Mélenchon n’est pas à une contradiction près. En 2012-2013 il dit « qu’ils s’en aillent tous », en 2014 il dit, à propos de la possible élection de Marine Le Pen à la présidentielle de 2017 (c’est quand même loin dans le temps…) « elle y arrivera, (…) parce que la société est en train de se diriger vers le point ‘qu’ils s’en aillent tous’ Et quand le point ‘qu’ils s’en aillent tous’ est atteint, tout saute en même temps ». Où est le problème ? N’est ce pas ce qui s’est passé en 1789, ou lors de La Commune de Paris, ou ce qu’il a manqué en Mai 68, une révolution qui chasse du pouvoir tous les corrompus et les privilégiés. En fait, Mélenchon ne veut pas pousser au bout la logique du « prenez le pouvoir » qui était pourtant un très bon slogan de campagne en 2012. Si le peuple prend le pouvoir, ce n’est pas pour le repartager avec ceux qui l’enfument à longueur de journée, qu’ils soient au PS, à EE-LV ou à l’UMP. Quant à savoir si Le Pen y « arrivera »… ce fatalisme ressemble à la politique de l’autruche alors qu’il faudrait renouveler l’appel à construire un outil politique qui soit l’expression de la révolte qui gronde parmi les travailleurs, les jeunes, les chômeurs…

Le combat continue

Prendre le temps de réfléchir et d’analyser est indispensable pour changer la situation. Que Mélenchon ait besoin de recul, on peut le comprendre, mais il y aurait certainement autre chose à dire dans ce cas, et en tous cas si on veut vraiment prendre du recul, on ne se fend pas d’une interview quasi uniquement centrée sur soi-même. Ça, ça ressemble plus à un moyen d’attirer l’attention et faire parler de soi que de se mettre à l’écart.

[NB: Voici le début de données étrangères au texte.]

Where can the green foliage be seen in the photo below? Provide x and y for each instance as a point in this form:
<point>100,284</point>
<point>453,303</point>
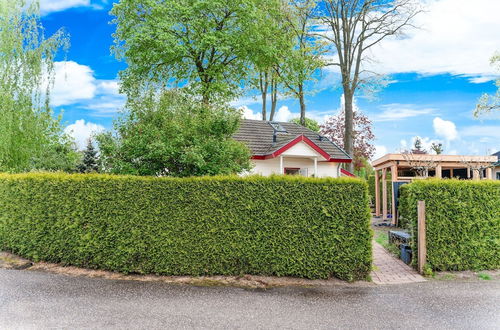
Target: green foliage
<point>371,190</point>
<point>310,123</point>
<point>175,136</point>
<point>284,225</point>
<point>30,138</point>
<point>208,45</point>
<point>89,162</point>
<point>462,222</point>
<point>490,103</point>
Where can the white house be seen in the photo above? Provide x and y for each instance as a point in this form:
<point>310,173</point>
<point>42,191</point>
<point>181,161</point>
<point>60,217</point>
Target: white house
<point>288,148</point>
<point>496,168</point>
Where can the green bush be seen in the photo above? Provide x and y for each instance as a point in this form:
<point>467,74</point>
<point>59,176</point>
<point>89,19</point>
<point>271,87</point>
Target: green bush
<point>284,226</point>
<point>462,222</point>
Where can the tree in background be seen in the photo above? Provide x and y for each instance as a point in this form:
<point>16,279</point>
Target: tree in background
<point>30,137</point>
<point>274,46</point>
<point>204,45</point>
<point>310,123</point>
<point>437,147</point>
<point>490,103</point>
<point>334,129</point>
<point>305,59</point>
<point>90,160</point>
<point>355,26</point>
<point>173,134</point>
<point>417,146</point>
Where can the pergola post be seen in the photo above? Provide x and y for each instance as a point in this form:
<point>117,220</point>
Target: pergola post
<point>384,193</point>
<point>377,193</point>
<point>394,178</point>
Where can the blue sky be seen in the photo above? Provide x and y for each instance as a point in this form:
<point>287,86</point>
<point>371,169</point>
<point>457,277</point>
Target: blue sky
<point>437,73</point>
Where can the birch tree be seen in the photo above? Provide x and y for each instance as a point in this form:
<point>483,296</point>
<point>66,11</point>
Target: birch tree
<point>203,45</point>
<point>490,103</point>
<point>30,137</point>
<point>353,28</point>
<point>305,59</point>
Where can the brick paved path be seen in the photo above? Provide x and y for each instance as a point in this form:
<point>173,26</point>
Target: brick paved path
<point>390,270</point>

Que le FdG soit un échec définitif, on en sait rien. Par contre ce qui est sur, c’est que s’il ne s’oriente pas réellement vers les couches les plus exploitées et les plus opprimées, s’il ne devient pas un porte parole de la lutte contre la politique d’Hollande-Valls-Gattaz, alors le FdG ne sera pas l’instrument qu’utiliseront des millions de travailleurs, de jeunes, de chômeurs, pour organiser leur colère et la transformer en lutte. Et il est clair que ce n’est pas l’orientation que proposent des forces comme le PCf ou autre.

Entre temps, loin des préoccupations de la présidentielle de 2017, il va falloir affronter le plan d’austérité du gouvernement et les nouvelles attaques patronales, et c’est cela qu’il faut préparer.